Microsoft SQL Server doesn’t share it’s toys well with others. By default, SQL Server Standard will dynamically use up memory based on what resources are available. As a result, it’s fairly common for it to take up ALL available memory on a system and not release it back until the service is restarted. However there are generally other processes running, not to mention the operating system itself, that will run out of memory due to SQL’s greedy ways. This will sometimes result in performance issues and instability.
The way to address this is to limit the amount of memory that Microsoft SQL Standard is allowed to use. By default this limit is set to 2TB of RAM, which is what allows SQL Server Standard to think it can use up all resources.
This limit is set by going to the SQL Server Management Studio and right clicking on the instance name at the top of the Object Explorer and going to “Properties”.
Go to the “Memory” page and see the “Maximum server memory”.
PLEASE NOTE: This only applies to SOLIDWORKS PDM Professional vaults. SOLIDWORKS PDM Standard uses Microsoft SQL Express, which is limited to only use 1GB of RAM.
So how much RAM should SQL be allowed to use?
Well that depends on a few factors.
- Is this server dedicated for hosting just the SQL Database for PDM or is it also hosting the PDM Archive Server service? If it’s also hosting the Archive Server service then we will need to hold back about 500MB of RAM for that service.
- Is there any other software running on this server? There shouldn’t be. SOLIDWORKS highly recommends that the server hosting the PDM Server services be dedicated for that purpose, however if that is not possible for your situation, you will need to determine what other programs are running on this server and what their RAM requirements should be.

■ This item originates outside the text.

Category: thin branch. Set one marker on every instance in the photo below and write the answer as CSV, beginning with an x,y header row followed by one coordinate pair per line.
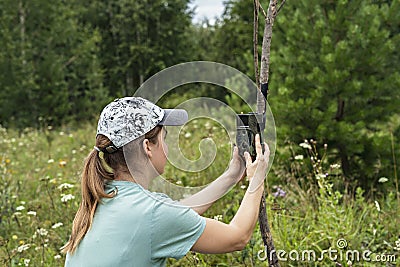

- Are there any other SQL instances running on this server? If the SQL server is only hosting SOLIDWORKS PDM then you won’t need to worry about this, but if there are multiple instances for other softwares, then each instance will need to be configured so that they share the available memory. So for instance if you have 3 SQL instances and determine there is only 10GB of memory that should be made available for SQL, that memory will need to be distributed among each of the instances, setting the maximum value on each so that the total does not exceed the available memory.